IN CAIRO STREET.
CHAPTER V
A Place where Visitors were Scarce — The Rolling-chairs and Guides — Mistaken Kindness — Entering the Plaisance — The Javanese Village — Snap-shots—Cairo Street — The Card-writer — The Soudanese Baby.
The dauntless three reached the gates next morning at about nine o’clock, and found an even larger crowd than usual. They had to form in line at some distance from the ticket-office, and advanced toward it as slowly as people come out of church. But, as before, good humor was the rule, and, excepting for a few of the weak-minded men who always fight their way through a crowd, there was every effort made to accommodate one another.
Philip heard a woman say, “Why, we are all here to have a good time, and to let other people have the same.” It was worst just in passing the wickets, but once through, the trouble was at an end.
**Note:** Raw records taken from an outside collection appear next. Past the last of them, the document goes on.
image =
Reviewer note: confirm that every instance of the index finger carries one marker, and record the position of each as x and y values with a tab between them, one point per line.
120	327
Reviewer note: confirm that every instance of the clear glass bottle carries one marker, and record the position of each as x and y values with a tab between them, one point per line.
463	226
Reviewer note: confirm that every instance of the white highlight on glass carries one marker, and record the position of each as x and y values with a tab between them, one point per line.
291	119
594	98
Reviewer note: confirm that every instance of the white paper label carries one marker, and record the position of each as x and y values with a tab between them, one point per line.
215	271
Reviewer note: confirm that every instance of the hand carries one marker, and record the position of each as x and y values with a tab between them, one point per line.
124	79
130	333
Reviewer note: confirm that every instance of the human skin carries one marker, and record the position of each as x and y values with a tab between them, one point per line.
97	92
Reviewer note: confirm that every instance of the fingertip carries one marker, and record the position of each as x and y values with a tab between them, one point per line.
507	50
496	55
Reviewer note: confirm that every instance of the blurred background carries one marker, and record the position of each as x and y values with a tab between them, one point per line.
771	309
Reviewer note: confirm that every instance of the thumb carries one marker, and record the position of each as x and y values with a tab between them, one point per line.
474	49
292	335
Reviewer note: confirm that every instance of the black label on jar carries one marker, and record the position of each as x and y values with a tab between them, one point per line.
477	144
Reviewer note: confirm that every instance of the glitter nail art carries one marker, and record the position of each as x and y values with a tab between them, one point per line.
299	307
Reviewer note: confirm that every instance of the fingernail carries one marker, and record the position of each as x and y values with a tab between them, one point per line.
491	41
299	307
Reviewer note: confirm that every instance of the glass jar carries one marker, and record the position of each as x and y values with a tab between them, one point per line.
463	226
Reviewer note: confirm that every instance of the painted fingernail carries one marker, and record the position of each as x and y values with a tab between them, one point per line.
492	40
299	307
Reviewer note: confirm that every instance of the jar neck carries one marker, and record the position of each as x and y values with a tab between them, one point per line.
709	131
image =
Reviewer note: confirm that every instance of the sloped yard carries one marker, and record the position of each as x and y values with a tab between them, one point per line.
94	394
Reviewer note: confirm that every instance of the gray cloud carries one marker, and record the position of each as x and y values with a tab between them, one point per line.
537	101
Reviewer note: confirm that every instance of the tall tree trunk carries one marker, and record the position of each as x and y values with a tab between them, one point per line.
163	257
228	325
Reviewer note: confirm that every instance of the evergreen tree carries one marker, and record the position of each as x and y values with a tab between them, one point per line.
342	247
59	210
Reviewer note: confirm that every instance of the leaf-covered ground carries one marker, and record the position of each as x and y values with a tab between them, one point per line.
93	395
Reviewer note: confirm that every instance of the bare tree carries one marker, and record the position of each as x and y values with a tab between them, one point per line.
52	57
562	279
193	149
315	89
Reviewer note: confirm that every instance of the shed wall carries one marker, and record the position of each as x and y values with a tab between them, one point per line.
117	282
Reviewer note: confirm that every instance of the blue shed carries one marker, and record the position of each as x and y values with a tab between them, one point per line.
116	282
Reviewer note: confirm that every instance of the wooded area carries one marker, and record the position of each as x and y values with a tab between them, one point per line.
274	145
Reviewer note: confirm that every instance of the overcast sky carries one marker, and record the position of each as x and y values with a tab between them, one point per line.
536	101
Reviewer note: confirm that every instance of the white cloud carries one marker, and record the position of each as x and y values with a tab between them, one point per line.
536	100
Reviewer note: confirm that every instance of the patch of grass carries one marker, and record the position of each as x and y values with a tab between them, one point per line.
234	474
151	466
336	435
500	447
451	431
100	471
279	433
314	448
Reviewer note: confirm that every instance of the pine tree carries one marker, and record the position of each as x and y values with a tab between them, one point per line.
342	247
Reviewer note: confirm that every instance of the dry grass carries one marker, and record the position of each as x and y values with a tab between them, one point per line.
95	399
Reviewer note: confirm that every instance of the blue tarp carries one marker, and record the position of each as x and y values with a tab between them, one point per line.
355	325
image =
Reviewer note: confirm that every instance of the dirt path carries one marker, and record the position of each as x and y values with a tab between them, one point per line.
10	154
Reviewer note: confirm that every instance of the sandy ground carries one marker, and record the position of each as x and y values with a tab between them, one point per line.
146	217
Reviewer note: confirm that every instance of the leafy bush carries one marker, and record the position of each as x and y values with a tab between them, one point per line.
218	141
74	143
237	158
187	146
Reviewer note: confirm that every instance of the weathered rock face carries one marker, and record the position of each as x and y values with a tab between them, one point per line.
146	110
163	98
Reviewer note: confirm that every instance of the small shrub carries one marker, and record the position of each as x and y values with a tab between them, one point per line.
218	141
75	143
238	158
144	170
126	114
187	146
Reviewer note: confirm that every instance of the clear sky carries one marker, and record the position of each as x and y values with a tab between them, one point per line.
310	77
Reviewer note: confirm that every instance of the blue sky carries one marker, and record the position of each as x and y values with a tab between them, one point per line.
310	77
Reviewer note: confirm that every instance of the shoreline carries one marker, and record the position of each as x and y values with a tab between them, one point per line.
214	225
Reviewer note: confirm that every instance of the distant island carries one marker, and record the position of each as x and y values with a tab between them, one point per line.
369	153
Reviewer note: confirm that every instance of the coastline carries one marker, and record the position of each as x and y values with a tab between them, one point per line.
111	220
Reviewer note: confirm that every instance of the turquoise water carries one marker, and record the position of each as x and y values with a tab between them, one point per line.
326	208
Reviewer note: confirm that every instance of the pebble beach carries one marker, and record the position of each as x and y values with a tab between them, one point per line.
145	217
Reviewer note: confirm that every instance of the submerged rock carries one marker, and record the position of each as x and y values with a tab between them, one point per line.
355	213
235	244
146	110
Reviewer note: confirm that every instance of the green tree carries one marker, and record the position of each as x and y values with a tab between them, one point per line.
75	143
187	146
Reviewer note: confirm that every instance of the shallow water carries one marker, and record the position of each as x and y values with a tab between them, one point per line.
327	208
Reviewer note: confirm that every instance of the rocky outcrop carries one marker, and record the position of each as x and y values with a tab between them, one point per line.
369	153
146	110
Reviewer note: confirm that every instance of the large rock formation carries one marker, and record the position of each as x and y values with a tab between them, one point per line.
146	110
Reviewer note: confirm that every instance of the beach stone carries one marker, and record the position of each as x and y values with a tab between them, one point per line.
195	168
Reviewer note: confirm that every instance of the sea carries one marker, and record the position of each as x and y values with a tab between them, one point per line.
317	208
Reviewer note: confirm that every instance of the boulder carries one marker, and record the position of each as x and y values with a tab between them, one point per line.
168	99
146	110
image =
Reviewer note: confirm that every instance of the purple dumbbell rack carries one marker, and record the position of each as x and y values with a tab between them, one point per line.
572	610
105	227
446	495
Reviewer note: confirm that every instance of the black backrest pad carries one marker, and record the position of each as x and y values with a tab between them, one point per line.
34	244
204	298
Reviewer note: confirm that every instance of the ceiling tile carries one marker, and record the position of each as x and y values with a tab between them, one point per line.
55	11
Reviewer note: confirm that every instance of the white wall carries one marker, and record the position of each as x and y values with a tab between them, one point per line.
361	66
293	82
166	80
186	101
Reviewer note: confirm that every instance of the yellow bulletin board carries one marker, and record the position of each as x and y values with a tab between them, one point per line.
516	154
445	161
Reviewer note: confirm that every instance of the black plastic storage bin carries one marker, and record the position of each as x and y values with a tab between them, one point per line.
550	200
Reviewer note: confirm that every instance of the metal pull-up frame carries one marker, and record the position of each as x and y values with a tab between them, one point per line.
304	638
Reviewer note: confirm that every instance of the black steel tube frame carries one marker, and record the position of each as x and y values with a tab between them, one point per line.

“How shall we go toward the Plaisance?” Mr. Douglass asked. He felt that the expedition was undertaken for the boys’ pleasure, and wished them to have their own way about it.
“Why don’t you take the Intramural, as I did yesterday?” Philip asked. “It will give you and Harry a new view of the grounds, and it’s a very short ride to the other end.”
“All right,” said Harry; “but we must keep our wits about us. I knew a boy once who was carried back to where he started from.”